The party’s Central Committee issued new guidelines on Wednesday to boost ideological education among Chinese Young Pioneers, a national youth organization to which it is affiliated. The guidelines said that all elementary school children and the first two years of high school should have one class per week to carry out the activities of the Young Pioneers, and the basic training materials for the faculty should be thought of Xi.
Young Pioneer members should be taught to “keep in mind” Xi’s teachings and “to do what Xi instructed”, the guidelines state.
In China, everyone, from diplomats to science fiction executives and writers, is under pressure to incorporate the broad and often confusing principles of “Thought Xi” into their policies, as part of an effort to elevate it alongside Maoism and help consolidate the president’s efforts to promote cement control.
Read more: Rise of ‘Xi thinking’ shows a long future for the one-man government in China
The document also urged children to be taught that “today’s happy life ultimately comes from the Party’s correct direction” as well as “from the superiority of our socialist system”.
Strengthening “political enlightenment and the formation of values” among children is of strategic importance to ensure that “red genes are passed on from generation to generation”, the party newspaper, Diário do Povo, said on its front page Thursday. , citing the guidelines.
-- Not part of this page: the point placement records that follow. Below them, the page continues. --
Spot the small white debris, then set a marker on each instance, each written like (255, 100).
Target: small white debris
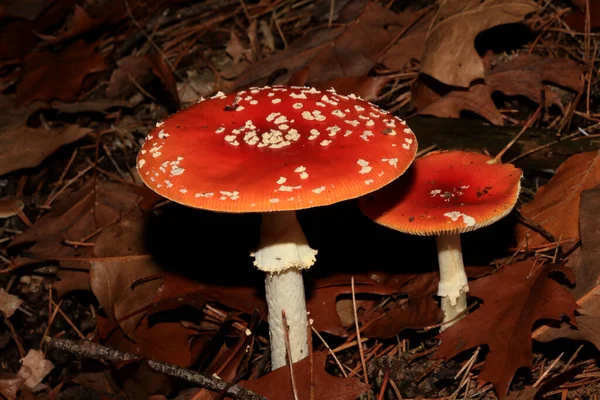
(365, 168)
(232, 195)
(272, 116)
(298, 96)
(392, 161)
(176, 170)
(366, 134)
(162, 134)
(455, 215)
(314, 134)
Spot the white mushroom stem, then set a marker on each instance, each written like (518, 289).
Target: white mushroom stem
(453, 286)
(283, 253)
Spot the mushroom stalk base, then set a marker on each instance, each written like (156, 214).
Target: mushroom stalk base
(283, 253)
(453, 286)
(285, 291)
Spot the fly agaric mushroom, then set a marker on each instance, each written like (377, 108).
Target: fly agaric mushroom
(447, 193)
(275, 150)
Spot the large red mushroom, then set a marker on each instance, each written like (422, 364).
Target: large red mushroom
(447, 193)
(275, 150)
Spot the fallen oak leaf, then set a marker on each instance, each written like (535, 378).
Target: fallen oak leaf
(34, 368)
(24, 147)
(526, 75)
(277, 384)
(514, 298)
(9, 303)
(322, 300)
(349, 50)
(165, 341)
(477, 99)
(585, 327)
(58, 75)
(450, 55)
(586, 260)
(556, 205)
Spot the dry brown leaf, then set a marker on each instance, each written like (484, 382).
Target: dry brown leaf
(58, 75)
(73, 217)
(124, 286)
(9, 386)
(525, 75)
(477, 99)
(450, 55)
(168, 342)
(514, 298)
(349, 50)
(24, 147)
(586, 325)
(556, 204)
(277, 384)
(9, 303)
(586, 261)
(34, 368)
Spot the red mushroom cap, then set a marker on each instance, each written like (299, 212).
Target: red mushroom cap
(446, 192)
(274, 149)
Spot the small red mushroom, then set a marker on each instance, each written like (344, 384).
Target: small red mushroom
(447, 193)
(275, 150)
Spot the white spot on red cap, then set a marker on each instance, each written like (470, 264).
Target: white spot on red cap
(365, 167)
(391, 161)
(455, 215)
(298, 96)
(231, 195)
(176, 170)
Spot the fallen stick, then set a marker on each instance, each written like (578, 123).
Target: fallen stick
(85, 349)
Another state-supported newspaper, China Daily, cited the guidelines in a piece entitled “Cultivation of children seen as strategic”. The newspaper wrote that children are the future of the nation and the Communist Party, which has always made the country’s good cultivation a “strategic” and “fundamental” task.
The role of pioneers
The guidelines come when Xi visits a village in Guizhou province, which state media claims has successfully eradicated poverty. Posing for photos with Miao ethnic minority people dressed in traditional clothing, Xi sent greetings to all Chinese before the Lunar New Year, which this year falls on 11 February. The president also inspected the work on cleaning up a previously contaminated river.
Chinese Young Pioneers was founded in 1949 and includes almost all children in China between the ages of six and 14. He played an “irreplaceable role” in guiding generations of children to follow the party’s instructions, according to the guidelines.
Although it is unclear what its current membership was, 2007 data estimates the number at around 130 million.
The guidelines also advocated the promotion of exchanges between Young Pioneers from the Mainland and children’s organizations in Hong Kong, Macao and Taiwan, in order to enhance the “national, ethnic and cultural identity” of young people in these areas.